Now, I run Windows here at home, but I’ve always been interested in what Apple were up to with the Macintosh. Actually, my interest predates the Macintosh – I did an in-house review of the Lisa for work, way back in 1983. And for a time, my first home computer was an Atari ST running as an Apple Macintosh using the Spectre GCR emulator developed by Dave Small. But eventually I went over to the dark side (as some of the Apple enthusiasts would say) and adopted the Windows platform, starting with Windows 95.
Be that as it may, today sees the launch of the latest incarnation of Apple’s Macintosh operating system, in the shape of OS X 10.4 – the "Tiger".
And, over at Ars.Technica, John Siracusa has done a really magnificent job of reviewing the operating system.
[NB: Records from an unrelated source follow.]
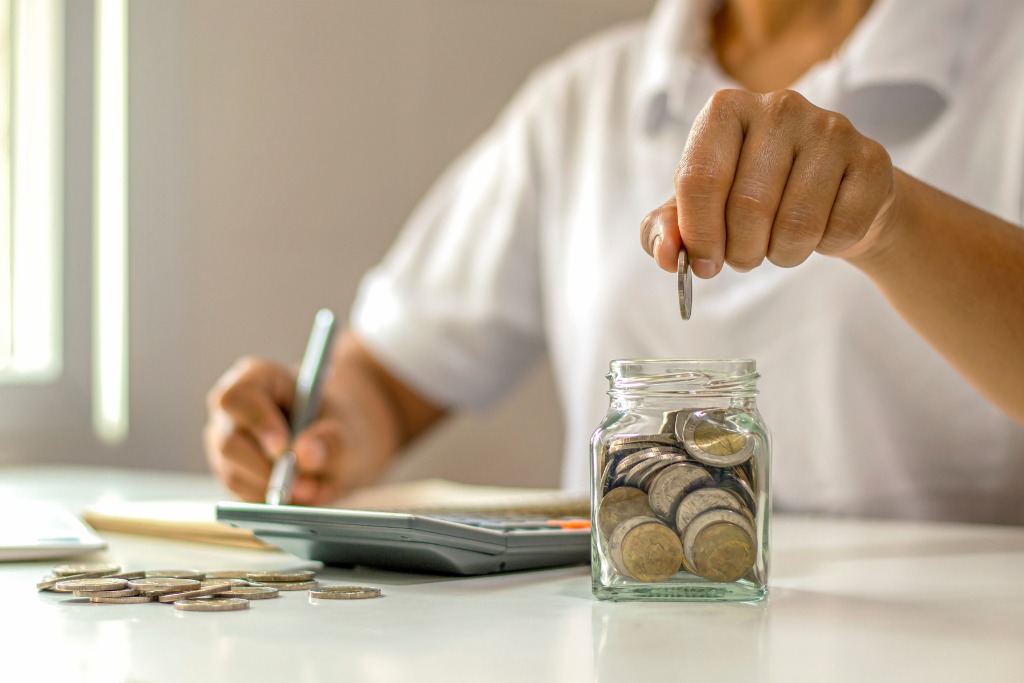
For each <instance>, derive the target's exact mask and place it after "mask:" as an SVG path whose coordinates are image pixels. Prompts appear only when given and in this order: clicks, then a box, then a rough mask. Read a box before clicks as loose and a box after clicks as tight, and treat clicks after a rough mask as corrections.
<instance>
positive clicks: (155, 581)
mask: <svg viewBox="0 0 1024 683" xmlns="http://www.w3.org/2000/svg"><path fill="white" fill-rule="evenodd" d="M128 585H129V586H131V587H132V588H134V589H137V590H139V591H142V593H143V594H145V595H164V594H166V593H180V592H182V591H193V590H196V589H198V588H200V583H199V582H198V581H197V580H195V579H169V578H165V577H154V578H153V579H136V580H135V581H130V582H128Z"/></svg>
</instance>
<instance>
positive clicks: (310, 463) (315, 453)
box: [308, 440, 327, 470]
mask: <svg viewBox="0 0 1024 683" xmlns="http://www.w3.org/2000/svg"><path fill="white" fill-rule="evenodd" d="M308 453H309V465H310V466H311V467H312V468H314V469H317V470H318V469H321V468H322V467H324V465H325V464H326V463H327V449H325V447H324V442H323V441H319V440H315V441H312V442H310V443H309V452H308Z"/></svg>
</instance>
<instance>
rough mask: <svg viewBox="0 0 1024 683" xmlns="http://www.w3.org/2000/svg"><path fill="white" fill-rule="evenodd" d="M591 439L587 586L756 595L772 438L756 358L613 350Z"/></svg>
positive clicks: (608, 588) (766, 593)
mask: <svg viewBox="0 0 1024 683" xmlns="http://www.w3.org/2000/svg"><path fill="white" fill-rule="evenodd" d="M610 370H611V372H610V374H609V375H608V380H609V384H610V387H609V390H608V395H609V396H610V401H609V408H608V414H607V415H606V416H605V418H604V420H603V421H602V422H601V425H600V426H599V427H598V428H597V431H595V432H594V436H593V438H592V439H591V510H592V516H593V519H592V528H593V532H592V561H591V567H592V572H593V587H594V595H595V596H597V597H598V598H600V599H610V600H703V601H717V600H734V601H754V600H761V599H762V598H764V597H765V595H766V594H767V586H768V521H769V515H770V496H769V482H768V474H769V467H770V460H771V442H770V439H769V435H768V428H767V427H766V425H765V423H764V421H763V420H762V418H761V415H760V414H759V413H758V409H757V401H756V396H757V380H758V377H759V376H758V374H757V370H756V365H755V362H754V360H749V359H722V360H613V361H611V369H610Z"/></svg>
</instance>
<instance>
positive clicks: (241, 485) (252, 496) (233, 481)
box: [204, 416, 270, 502]
mask: <svg viewBox="0 0 1024 683" xmlns="http://www.w3.org/2000/svg"><path fill="white" fill-rule="evenodd" d="M204 440H205V442H206V451H207V457H208V458H209V460H210V465H211V467H212V469H213V471H214V472H215V473H216V474H217V476H218V478H219V479H220V480H221V481H223V482H224V485H226V486H227V487H228V488H229V489H230V490H231V492H233V493H234V494H237V495H238V496H239V497H240V498H242V499H243V500H246V501H253V502H257V501H262V500H263V499H264V497H265V496H266V483H267V481H268V480H269V478H270V461H269V460H268V459H267V457H266V456H265V455H264V454H263V452H262V450H261V447H260V445H259V443H257V442H256V440H255V439H253V438H252V435H251V434H250V433H248V432H245V431H240V430H238V429H237V428H236V427H234V425H233V424H232V423H231V422H230V420H227V419H225V418H224V417H222V416H221V417H219V418H215V419H212V420H211V421H210V423H209V424H208V425H207V427H206V429H205V431H204Z"/></svg>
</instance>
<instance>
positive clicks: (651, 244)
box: [640, 197, 683, 272]
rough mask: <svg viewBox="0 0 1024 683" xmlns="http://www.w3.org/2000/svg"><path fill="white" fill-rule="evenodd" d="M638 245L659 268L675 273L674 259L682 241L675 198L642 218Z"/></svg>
mask: <svg viewBox="0 0 1024 683" xmlns="http://www.w3.org/2000/svg"><path fill="white" fill-rule="evenodd" d="M640 245H641V246H642V247H643V249H644V251H646V252H647V255H648V256H651V257H652V258H653V259H654V262H655V263H657V265H658V266H659V267H662V268H663V269H665V270H668V271H669V272H675V271H676V258H677V255H678V254H679V250H680V249H681V248H682V245H683V241H682V238H681V237H680V234H679V220H678V218H677V214H676V198H675V197H671V198H669V200H668V201H667V202H666V203H665V204H663V205H662V206H659V207H658V208H656V209H654V210H653V211H651V212H650V213H649V214H647V215H646V216H644V219H643V220H642V221H641V222H640Z"/></svg>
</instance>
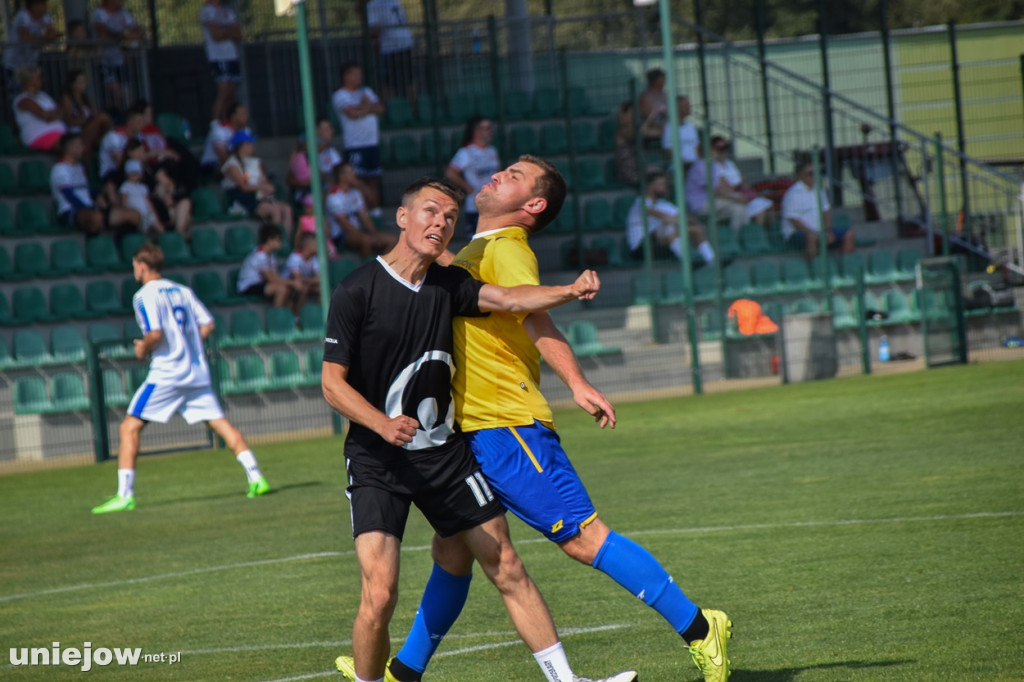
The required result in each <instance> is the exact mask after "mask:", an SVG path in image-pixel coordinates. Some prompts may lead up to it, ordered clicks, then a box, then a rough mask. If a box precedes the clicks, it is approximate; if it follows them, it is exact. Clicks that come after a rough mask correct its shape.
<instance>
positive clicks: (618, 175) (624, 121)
mask: <svg viewBox="0 0 1024 682" xmlns="http://www.w3.org/2000/svg"><path fill="white" fill-rule="evenodd" d="M634 110H635V106H633V102H632V101H629V100H627V101H624V102H623V103H622V104H621V105H620V108H618V114H617V115H616V117H615V118H616V122H617V124H618V125H617V127H616V128H615V177H616V178H617V179H618V181H620V182H625V183H626V184H630V185H633V186H636V185H638V184H640V162H639V161H638V159H637V143H636V139H637V138H636V120H635V119H634V115H635V111H634ZM654 119H655V117H652V116H650V117H647V118H646V119H644V120H643V122H642V123H641V124H640V137H641V139H643V138H647V137H650V136H652V135H656V134H657V131H658V127H657V123H656V121H655V120H654Z"/></svg>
It’s a long review (21 pages – and apparently the PDF version available to subscribers weighs in at over 100 pages), but well worth reading. He shares my passion for metadata, so I’m pleased to see that metadata is at last beginning to take its rightful place in the file system fabric. I can see parallels here with what Microsoft have done with the metadata in Windows, and what they want to do in Longhorn.
And the Macintosh operating system is built on Unix. One of the bad things about Unix was the severe restrictions of Access Control Lists (ACLs – who can do what to which files). While the Macintosh OS extended the capabilities of ACLs, it’s only now, with Tiger, that Apple have finally introduced the same flexibility as Windows offers with its ACLs. In fact, now Tiger gives the ability for a Tiger server to participate fully in a Windows network.
I suppose, in summary, my impression is that Apple and Microsoft are engaged in a game of leapfrog. It appears, reading this review, as though with the release of Tiger, Apple has finally caught up with some of the fundamental platform capabilities of Windows, and in some areas – the metadata and the GUI in particular, exceeded what Windows is currently capable of. I expect Microsoft to try and pass Apple when theyr release Longhorn late in 2006.